Sartre was one of the leading minds behind existentialism in the 20th century. He wrote numerous books, essays, books, and plays describing his way of thinking and how we could learn from it.

In his earliest works, Sartre introduces us to the idea of our absolute freedom. While he admits that we are limited by some physical and social circumstances, he places us utterly in charge of ourselves and declares us “condemned to be free”. This kind of radical freedom is exemplified by the person who understands that they alone are responsible for their choices and knows that they have few limits on what they can choose to do.

While he always admitted that social, economic, and physical limits to our freedom existed, the limits he acknowledged became more numerous and restricting over time. This was due, in part, to the influence of his life partner Simone de Beauvoir and his increasing association with the French left.  

His changes are less of a radical turn around in his thinking and more of an evolution in his understanding of the practical side of his work. However, as his understanding of how social and economic limitations on our freedom to choose increased he began to stop identifying as a pure existentialist and openly declared himself to have always been an anarchist. Quite a declaration for the man who brought existentialism together.


Jean Meslier

(wiki commons)

Meslier was a Catholic priest in 17th century France. Noted as a quiet, dependable, and unremarkable priest, he served his parish for over forty years without complaint. After his death, a 600+ page book promoting atheism was found in his room, it has been published as “Testament.”

The reverend Meslier has the distinction of being the first atheist philosopher to write a text defending his position. In it he describes all religion as “a castle in the air,” and theology as “but ignorance of natural causes reduced to a system.” He found the problem of evil to be unsolvable, denied the existence of free will and the soul, and stated that the nobility and priests deserved to be slaughtered in the name of truth and justice.

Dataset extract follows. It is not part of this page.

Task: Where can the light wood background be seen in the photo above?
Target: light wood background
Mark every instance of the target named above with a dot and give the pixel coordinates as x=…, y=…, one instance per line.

 He also makes the argument that Christianity, as it existed at the time, was merely a tool to assure the passivity of the lower classes against injustices they should be revolting against.  He advocated for a proto-communism as a solution to social injustice.

While the question of how much of a turn around this constitutes is unknowable, he admitted in his text that he entered the seminary to please his parents, it does stand against his forty years of preaching Christianity. Nobody else on this list denounced forty years of work in a single book, and his rejection of it comes with a force that stands out despite his cumbersome writing style.